The policy on gays in the military that the Department of Defense instituted in 1993 had four directives: Don’t ask, don’t tell, don’t pursue, and don’t harass. In the very beginning, it was occasionally referred to as the “don’t ask, don’t tell, don’t pursue” policy, but the name quickly settled into the pithy two-part, four-word expression that we are all familiar with.

“Don’t ask, don’t tell” fit perfectly into a common English idiom structure, one where two parallel clauses are reduced to their essence in order to make some kind of larger, meaningful statement about the way of the world. Some examples include:


No pain, no gain.
First come, first served.
Like father, like son.
Here today, gone tomorrow.
Monkey see, monkey do.
Easy come, easy go.
Waste not, want not.
So far, so good.
Been there, done that.
Another day, another dollar.
Mo’ money, mo’ problems.


In fact, this is a common idiom structure in other languages as well. Chinese chengyu, for example, are four-character expressions like “one day, thousand autumns” (meaning everything is changing so fast, that one day is like a 1,000 years).

The structure has a very satisfying balance to it. It lets you hold two ideas up for inspection in a compact linguistic space. When they are reconciled in that tiny space, a bigger, more complicated idea comes through. “Don’t ask, don’t tell” became a useful way to say “We will agree to not ask about it and will look the other way, if you agree not to tell us about it, which would make it impossible for us to pretend we don’t know.” It has been two years since “don’t ask, don’t tell” was repealed as a military policy, but it seems to have taken up residence in our storehouse of ready-made expressions for good, which is not surprising, considering how succinctly it captures a common set of circumstances.


Here are five situations in which the idiomatic meaning of the phrase has proved useful:

1. Someone is intentionally looking the other way so as not to be implicated.


As in this article, titled “Dominique Strauss-Kahn Has a Don’t Ask, Don’t Tell Policy Re: Whether a Woman Is a Hooker or Not.”

Or in this article, asking Whole Foods to end its “don’t ask, don’t tell” policy about food potentially grown in sewage sludge.

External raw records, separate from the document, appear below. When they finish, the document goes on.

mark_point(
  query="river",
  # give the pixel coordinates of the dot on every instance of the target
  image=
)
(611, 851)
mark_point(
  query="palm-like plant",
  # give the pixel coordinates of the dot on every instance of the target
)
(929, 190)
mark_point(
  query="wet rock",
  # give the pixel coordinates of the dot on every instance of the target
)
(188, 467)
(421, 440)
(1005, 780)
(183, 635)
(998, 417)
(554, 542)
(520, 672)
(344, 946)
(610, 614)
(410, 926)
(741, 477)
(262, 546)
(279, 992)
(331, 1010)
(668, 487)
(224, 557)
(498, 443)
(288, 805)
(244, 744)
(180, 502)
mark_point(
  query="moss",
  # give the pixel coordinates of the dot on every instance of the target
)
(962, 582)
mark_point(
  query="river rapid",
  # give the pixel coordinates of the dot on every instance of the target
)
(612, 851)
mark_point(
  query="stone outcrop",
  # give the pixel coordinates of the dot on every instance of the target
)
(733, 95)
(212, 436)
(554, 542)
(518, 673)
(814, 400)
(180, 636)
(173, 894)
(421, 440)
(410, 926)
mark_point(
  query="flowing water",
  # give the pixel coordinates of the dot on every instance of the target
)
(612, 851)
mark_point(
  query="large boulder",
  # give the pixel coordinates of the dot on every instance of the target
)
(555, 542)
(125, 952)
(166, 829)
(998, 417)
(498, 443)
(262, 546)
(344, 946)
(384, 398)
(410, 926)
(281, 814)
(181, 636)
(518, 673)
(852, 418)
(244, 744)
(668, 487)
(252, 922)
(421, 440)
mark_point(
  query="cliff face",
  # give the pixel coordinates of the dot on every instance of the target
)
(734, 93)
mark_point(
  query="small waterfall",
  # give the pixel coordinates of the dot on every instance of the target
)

2. If you know, you’re not going to like it—so don’t ask.

This recipe for “Don’t ask, don’t tell” cookies includes sauerkraut as an ingredient. Shhh!

From a post about eating in China:

The other custom in China that many of us have trouble “stomaching” is eating every part of an animal, or eating insects or unusual creatures. This includes intestines, feet, eyes etc. If we are true to our “don’t ask, don’t tell philosophy” of adventurous eating, we often find that we enjoy the flavor and go for seconds.


3. If you can’t deal with answers, don’t ask the questions.

From an advice column in Men’s Fitness:

Q: I want to become exclusive with the girl I’m dating, but there is one problem: She’s slept with way more people than I have! It’s driving me crazy. What should I do?


A: This sounds like a classic case of stage fright. You knew all along about her sexual history, and now you are holding back based on something you can’t change: her past. If you can’t let it go, then let her go. Next time, you might want to take the military’s approach to your lady’s past sexual exploits: Don’t ask! Don’t tell!


4. There is information you might want to know, but no one has to tell you, even if you ask.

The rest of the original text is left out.